Теперь мир был дискретным, состоял из множества островков цивилизации. Все связи между ними были разрушены. Те самые связи, которые создавали прежнее хваленое повсеместное "единообразие".
— "Ты понимаешь?" — речитативом пропел отец Хэнди строчку из "Руддигора".
Тибор тут же прекратил пить кофе и пропел в ответ следующую строку:
— "Пожалуй, понимаю. Всенепременно долг исполнить надо!"
Он даже поставил чашку обратно на стол, защелкав своими манипуляторами.
— "Закон относится ко всем…" — продолжил отец Хэнди.
Как бы про себя, с подлинной горечью, Тибор допел:
— "…кто уклониться от него не смог!" Он повернул голову в сторону священника и уставился на него долгим взглядом, нервно облизывая губы.
— В чем, собственно, дело? — наконец спросил калека.
"А дело в том, — подумал отец Хэнди, — что я несвободен; я частица большой системы — последнее звено цепи, которое ходит ходуном, приплясывает и гоношится, когда всю цепь дергают там, вверху, на другом конце.
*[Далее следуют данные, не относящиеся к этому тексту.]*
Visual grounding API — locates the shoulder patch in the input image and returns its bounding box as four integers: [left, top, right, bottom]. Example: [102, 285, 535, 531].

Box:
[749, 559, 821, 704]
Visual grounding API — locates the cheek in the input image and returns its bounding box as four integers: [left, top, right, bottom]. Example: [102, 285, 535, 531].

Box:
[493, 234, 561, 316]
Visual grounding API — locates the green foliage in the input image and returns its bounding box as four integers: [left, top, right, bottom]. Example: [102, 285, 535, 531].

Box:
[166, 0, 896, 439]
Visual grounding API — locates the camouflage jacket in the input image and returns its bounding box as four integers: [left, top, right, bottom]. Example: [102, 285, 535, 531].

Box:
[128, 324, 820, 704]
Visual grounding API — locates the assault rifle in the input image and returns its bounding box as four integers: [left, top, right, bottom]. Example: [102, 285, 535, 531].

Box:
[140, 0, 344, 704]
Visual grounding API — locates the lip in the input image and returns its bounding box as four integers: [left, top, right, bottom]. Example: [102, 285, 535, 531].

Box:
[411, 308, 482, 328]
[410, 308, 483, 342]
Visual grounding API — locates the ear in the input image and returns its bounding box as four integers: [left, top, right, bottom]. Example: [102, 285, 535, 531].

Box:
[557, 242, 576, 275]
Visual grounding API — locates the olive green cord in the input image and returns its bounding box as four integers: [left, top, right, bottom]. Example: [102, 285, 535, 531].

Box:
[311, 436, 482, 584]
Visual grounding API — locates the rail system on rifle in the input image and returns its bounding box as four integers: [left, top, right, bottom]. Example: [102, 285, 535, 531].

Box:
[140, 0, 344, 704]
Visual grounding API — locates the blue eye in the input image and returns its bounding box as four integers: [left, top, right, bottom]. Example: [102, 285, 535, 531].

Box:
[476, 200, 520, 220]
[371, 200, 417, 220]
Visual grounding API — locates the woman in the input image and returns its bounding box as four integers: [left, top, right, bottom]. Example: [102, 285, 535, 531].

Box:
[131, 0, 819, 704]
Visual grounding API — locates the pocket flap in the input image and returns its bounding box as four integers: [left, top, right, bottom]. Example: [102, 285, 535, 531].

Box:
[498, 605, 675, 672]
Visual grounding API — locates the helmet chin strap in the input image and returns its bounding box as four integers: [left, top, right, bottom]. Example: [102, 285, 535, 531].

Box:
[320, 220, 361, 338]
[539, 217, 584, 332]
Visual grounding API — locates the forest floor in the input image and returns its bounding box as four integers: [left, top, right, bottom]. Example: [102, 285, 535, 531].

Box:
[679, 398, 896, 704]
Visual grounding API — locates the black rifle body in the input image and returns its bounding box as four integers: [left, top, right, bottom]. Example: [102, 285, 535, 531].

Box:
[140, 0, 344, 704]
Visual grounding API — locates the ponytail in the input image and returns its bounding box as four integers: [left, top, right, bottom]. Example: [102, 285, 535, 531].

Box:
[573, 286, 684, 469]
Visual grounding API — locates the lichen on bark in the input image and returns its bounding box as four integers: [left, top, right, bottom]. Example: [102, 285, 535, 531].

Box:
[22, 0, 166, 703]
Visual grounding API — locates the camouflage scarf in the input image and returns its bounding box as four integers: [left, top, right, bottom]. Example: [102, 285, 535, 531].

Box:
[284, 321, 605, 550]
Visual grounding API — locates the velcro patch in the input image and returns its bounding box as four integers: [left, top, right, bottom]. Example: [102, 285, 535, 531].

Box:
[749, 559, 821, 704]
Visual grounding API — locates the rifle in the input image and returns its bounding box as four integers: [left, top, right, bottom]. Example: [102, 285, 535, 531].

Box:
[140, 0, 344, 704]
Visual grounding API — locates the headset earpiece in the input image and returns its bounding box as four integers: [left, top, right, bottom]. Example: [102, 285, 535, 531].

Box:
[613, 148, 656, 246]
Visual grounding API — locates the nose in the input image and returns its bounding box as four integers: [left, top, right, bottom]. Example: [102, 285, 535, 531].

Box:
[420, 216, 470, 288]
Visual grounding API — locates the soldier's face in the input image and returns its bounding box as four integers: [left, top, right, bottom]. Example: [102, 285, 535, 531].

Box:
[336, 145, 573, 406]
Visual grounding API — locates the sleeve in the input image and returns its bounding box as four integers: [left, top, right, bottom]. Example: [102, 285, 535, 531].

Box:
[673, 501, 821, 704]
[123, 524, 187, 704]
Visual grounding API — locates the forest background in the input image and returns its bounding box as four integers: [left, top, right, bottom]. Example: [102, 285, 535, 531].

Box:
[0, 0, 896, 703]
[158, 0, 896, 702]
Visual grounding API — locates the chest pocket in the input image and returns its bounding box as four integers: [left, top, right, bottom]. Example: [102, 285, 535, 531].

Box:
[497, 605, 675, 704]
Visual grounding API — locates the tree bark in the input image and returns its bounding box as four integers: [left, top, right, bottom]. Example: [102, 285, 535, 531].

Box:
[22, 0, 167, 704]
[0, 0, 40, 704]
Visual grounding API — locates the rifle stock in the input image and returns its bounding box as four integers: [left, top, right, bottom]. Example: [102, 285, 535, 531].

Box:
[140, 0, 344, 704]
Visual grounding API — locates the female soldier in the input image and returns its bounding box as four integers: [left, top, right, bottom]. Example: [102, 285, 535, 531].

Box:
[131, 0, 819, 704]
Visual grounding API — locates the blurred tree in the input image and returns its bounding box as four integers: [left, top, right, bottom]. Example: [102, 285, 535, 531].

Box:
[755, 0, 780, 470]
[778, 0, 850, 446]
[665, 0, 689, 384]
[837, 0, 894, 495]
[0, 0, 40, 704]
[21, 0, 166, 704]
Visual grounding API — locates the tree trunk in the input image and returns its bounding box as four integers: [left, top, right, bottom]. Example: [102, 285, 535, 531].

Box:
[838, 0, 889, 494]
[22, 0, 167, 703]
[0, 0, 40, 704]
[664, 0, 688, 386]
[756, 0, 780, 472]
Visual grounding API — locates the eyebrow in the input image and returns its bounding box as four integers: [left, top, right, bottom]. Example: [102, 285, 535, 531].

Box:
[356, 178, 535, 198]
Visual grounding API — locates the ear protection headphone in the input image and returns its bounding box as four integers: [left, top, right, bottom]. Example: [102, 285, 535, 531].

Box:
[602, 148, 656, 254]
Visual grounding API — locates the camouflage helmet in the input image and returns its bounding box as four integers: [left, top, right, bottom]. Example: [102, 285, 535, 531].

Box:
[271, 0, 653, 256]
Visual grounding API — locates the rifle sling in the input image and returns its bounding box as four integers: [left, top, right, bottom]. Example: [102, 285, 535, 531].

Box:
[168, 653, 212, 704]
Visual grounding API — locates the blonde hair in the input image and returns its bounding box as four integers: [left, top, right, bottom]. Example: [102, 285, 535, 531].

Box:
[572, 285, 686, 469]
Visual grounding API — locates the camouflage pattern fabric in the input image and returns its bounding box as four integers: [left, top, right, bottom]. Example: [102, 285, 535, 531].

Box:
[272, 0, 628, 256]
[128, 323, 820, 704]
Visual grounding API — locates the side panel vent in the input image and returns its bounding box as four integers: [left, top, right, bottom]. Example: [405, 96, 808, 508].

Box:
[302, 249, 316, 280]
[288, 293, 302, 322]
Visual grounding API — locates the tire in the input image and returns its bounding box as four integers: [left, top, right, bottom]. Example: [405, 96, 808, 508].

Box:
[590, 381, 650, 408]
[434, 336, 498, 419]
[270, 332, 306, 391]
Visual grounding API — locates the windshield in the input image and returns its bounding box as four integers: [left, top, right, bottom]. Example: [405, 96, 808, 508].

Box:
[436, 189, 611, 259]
Мы веруем, сам знаешь, что на том конце обретается Нездешнее, коего смутные распоряжения мы честно стараемся понять и выполнить, ибо верим — знаем! — что его хотения не просто непреложны, но и справедливы".
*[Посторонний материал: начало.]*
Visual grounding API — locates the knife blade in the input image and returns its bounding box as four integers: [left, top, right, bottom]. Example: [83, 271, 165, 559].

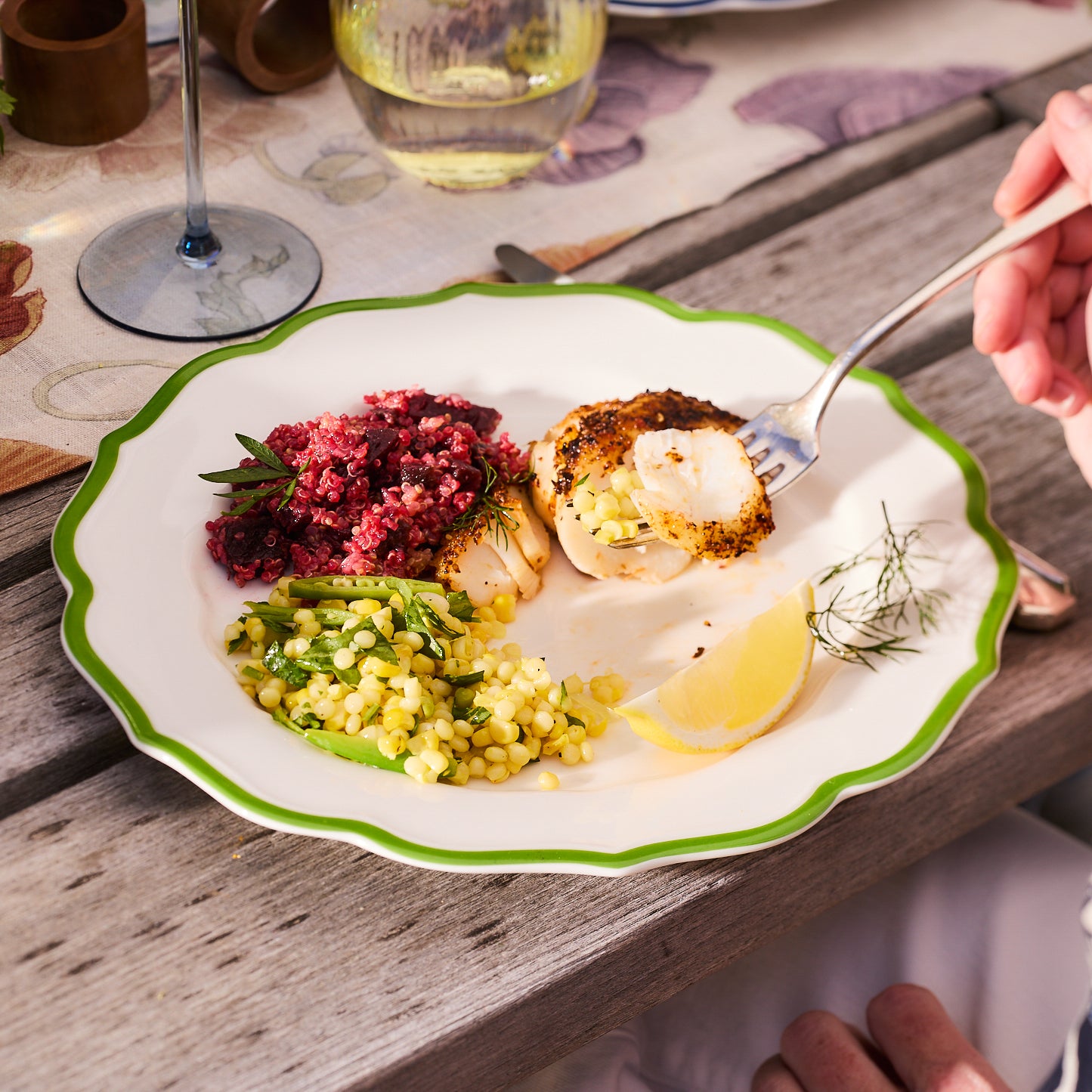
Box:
[493, 243, 577, 284]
— Мы не рабы, — произнес он вслух. — Хотя все мы — слуги. Мы вольны оставить службу. И ты — тоже. Даже я мог бы покинуть свой пост, если бы посчитал нужным. — "Но этого не сделаю — давным-давно принял окончательное решение и связал себя самого тайной клятвой". — Вот ты, зачем ты здесь работаешь?
Тибор ответил с осторожностью:
— Ну, потому что вы мне платите.
— Плачу, но не принуждаю.
— Есть-то надо. Какой я никакой, а пищу потребляю.
Отец Хэнди произнес приподнятым тоном:
— Нам ведомо, что ты мог бы без труда найти работу — где угодно и какую угодно. Твоим талантам всюду найдется применение, даром что ты… увечный.
— Дрезденская оратория, — вдруг произнес Тибор.
— А? Что? — растерялся священник.
— Как-нибудь, — сказал Тибор, — подключите генератор к электронному органу, я сыграю вам ее, и вы ее узнаете. Дрезденская оратория, она поднимает дух. Она указует горе. Туда, в высь небесную, откель вас взашей выгнали.
— О, совсем не так! — запротестовал отец Хэнди.
— О, совсем так! — ядовито возразил Тибор, и его исхудалое лицо пошло морщинами от разом закипевшей ярости, ибо дело касалось кровных его убеждений. — Пусть оно и "доброе", это ваше милосердное могущество. Все равно оно вынуждает вас делать некоторые вещи, которым и название подыскивать нет охоты. Скажите мне прямо: мне что, надо закрасить уже нарисованное? Или заказ на фреску отменяется вообще?